B. Kutipan dari Ad-Daulah al-Islamiyyah (Negara Islam) "Negara Islam tidak akan pernah menjalin hubungan damai permanen dengan negara kafir harbi fi’lan. Setiap perjanjian hanya dibolehkan bila itu bersifat taktik sementara dan tidak mengandung pengakuan terhadap kekuasaan kufur." (Ad-Daulah al-Islamiyyah, hlm. 142)
Analisis:
Amerika dalam pandangan beliau adalah kafir harbi fi’lan (kafir yang aktif memerangi umat Islam). Maka segala bentuk perjanjian damai atau kolaborasi strategis dengannya bukan taktik syar’i seperti Hudaibiyah, melainkan pengkhianatan ideologis.
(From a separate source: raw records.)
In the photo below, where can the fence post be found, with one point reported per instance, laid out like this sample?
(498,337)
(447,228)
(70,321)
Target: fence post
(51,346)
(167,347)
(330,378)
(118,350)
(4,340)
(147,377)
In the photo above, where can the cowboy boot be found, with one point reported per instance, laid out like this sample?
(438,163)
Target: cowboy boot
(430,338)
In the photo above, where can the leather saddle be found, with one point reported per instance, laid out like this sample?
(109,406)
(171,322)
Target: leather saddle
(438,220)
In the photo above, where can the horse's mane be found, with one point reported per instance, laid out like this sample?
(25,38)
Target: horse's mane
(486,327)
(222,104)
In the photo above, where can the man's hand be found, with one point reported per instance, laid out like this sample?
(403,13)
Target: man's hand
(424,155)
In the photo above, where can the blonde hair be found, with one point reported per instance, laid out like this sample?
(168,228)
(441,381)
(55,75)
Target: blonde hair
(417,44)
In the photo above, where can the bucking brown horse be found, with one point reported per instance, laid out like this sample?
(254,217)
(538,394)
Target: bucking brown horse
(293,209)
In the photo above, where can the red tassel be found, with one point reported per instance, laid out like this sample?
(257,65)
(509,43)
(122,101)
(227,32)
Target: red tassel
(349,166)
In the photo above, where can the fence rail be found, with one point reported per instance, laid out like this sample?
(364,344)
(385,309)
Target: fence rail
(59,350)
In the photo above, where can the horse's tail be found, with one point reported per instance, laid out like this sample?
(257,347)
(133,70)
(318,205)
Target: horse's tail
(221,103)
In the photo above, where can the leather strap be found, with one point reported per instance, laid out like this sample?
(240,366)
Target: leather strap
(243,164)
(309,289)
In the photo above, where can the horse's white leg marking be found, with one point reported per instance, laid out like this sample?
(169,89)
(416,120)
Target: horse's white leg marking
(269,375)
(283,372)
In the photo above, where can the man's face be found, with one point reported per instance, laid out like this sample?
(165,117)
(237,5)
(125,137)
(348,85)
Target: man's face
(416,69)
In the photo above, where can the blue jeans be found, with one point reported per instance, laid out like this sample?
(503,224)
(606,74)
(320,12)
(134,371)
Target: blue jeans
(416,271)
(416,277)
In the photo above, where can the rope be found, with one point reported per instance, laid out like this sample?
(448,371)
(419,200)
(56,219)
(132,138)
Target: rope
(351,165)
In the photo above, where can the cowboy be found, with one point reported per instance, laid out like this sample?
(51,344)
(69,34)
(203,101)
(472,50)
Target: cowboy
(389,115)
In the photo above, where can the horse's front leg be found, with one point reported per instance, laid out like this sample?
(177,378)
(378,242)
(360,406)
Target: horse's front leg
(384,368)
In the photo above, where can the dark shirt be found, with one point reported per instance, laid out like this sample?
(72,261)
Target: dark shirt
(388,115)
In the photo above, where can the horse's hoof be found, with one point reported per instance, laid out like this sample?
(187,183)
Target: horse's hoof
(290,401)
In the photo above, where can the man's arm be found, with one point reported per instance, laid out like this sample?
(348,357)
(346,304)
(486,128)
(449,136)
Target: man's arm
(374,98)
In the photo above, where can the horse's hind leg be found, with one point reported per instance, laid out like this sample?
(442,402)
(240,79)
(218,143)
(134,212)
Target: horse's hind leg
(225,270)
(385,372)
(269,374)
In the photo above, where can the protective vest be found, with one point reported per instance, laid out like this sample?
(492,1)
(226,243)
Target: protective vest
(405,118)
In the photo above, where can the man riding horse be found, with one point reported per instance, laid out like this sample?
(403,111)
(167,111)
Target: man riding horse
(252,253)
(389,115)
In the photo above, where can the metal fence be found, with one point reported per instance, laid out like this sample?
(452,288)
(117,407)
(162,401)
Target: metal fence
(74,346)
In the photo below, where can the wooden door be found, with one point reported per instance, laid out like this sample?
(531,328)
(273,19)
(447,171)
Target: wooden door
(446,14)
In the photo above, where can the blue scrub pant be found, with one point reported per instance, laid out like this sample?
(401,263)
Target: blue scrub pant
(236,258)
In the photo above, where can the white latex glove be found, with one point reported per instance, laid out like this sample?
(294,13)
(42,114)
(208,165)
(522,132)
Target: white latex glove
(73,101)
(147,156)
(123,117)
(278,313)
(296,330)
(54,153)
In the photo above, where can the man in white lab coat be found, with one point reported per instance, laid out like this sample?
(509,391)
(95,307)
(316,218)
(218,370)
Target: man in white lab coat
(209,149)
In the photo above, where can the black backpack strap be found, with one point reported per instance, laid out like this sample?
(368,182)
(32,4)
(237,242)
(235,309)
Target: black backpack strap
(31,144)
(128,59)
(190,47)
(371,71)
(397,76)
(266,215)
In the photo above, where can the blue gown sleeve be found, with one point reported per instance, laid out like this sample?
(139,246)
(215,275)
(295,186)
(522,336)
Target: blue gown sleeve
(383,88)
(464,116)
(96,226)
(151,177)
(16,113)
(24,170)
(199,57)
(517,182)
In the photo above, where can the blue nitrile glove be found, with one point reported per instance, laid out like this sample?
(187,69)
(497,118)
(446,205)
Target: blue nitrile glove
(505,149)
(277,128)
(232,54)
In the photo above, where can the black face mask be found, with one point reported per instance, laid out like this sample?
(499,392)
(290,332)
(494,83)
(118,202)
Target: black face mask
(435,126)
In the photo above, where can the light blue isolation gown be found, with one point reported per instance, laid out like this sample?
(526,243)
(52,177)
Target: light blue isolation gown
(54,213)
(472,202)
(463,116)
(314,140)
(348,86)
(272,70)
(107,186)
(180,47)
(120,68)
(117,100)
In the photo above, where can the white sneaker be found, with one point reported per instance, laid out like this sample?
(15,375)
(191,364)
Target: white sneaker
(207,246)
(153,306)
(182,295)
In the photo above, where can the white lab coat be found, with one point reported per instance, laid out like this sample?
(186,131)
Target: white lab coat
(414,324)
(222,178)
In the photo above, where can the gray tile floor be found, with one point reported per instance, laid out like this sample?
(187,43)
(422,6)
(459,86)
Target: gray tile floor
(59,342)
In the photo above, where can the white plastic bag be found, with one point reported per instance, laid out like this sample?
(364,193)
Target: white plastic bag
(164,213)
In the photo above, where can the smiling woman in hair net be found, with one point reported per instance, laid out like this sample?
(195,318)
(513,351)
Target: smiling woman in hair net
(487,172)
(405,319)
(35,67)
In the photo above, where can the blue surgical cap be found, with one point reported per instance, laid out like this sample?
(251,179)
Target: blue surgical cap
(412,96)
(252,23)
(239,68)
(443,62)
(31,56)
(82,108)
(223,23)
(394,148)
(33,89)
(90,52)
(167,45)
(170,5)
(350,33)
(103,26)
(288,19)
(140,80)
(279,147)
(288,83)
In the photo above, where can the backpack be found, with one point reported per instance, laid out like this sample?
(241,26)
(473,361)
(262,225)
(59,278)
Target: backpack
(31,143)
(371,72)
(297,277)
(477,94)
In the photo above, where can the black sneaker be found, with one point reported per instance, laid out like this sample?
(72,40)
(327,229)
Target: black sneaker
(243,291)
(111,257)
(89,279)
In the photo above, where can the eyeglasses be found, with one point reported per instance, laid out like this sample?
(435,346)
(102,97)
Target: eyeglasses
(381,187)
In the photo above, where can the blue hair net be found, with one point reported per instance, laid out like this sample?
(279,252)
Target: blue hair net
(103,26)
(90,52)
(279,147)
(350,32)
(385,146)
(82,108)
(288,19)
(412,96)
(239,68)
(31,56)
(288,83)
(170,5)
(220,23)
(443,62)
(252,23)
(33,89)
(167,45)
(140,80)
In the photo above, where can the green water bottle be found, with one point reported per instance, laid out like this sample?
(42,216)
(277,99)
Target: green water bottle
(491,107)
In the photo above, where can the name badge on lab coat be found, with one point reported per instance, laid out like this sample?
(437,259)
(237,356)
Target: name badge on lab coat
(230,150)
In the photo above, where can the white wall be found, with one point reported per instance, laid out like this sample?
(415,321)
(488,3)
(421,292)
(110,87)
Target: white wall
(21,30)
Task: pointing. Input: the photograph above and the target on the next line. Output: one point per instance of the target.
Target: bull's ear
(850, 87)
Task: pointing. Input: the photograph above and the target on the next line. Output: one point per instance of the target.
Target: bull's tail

C. Kutipan dari Khilafah (al-Khilafah)
"Penguasa yang membuat perjanjian dengan kafir penjajah untuk mempertahankan kekuasaan atau demi stabilitas adalah penguasa yang telah menanggalkan akidah Islam sebagai asas dalam tindakan politiknya." ( al-Khilafah, hlm. 103)
Analisis:
Kalau penguasa suriah menjalin perjanjian demi menjaga kursinya, itu bukan sekadar kesalahan taktis, tapi pengkhianatan terhadap asas kekuasaan Islam.(mudah2an tidak demikian)
4. Tentang Niat Baik
"Niat baik tidak mengubah hukum suatu perbuatan. Jika jalan yang ditempuh bertentangan dengan syariah, maka niat sebaik apa pun tak bisa memutarnya menjadi ketaatan." (Muqaddimah ad-Dustur, pasal niat dan amal)
Penjelasan :
Kalaupun niat Al-Joulani baik, yakni “demi kebaikan Suriah” atau “untuk melawan Amerika nanti”, itu tidak sah jika jalan yang dipilih adalah berkoordinasi, kompromi, atau perjanjian dengan musuh umat. Itu adalah bentuk tadhiyyah (pengorbanan prinsip), yang dilarang keras dalam Islam.
Kesimpulan
“Siapa pun yang menjalin hubungan dengan kafir penjajah—meskipun dengan niat strategi jangka panjang—telah keluar dari manhaj Nabawi dalam perjuangan. Tidak ada jalan menuju kemuliaan Islam kecuali dengan tegaknya kekuasaan Islam yang mandiri, bebas dari campur tangan kufur.
Al-Joulani, jika benar melakukan itu, telah menyimpang dari jalan dakwah dan menjauh dari nashrah yang diridhai Allah.”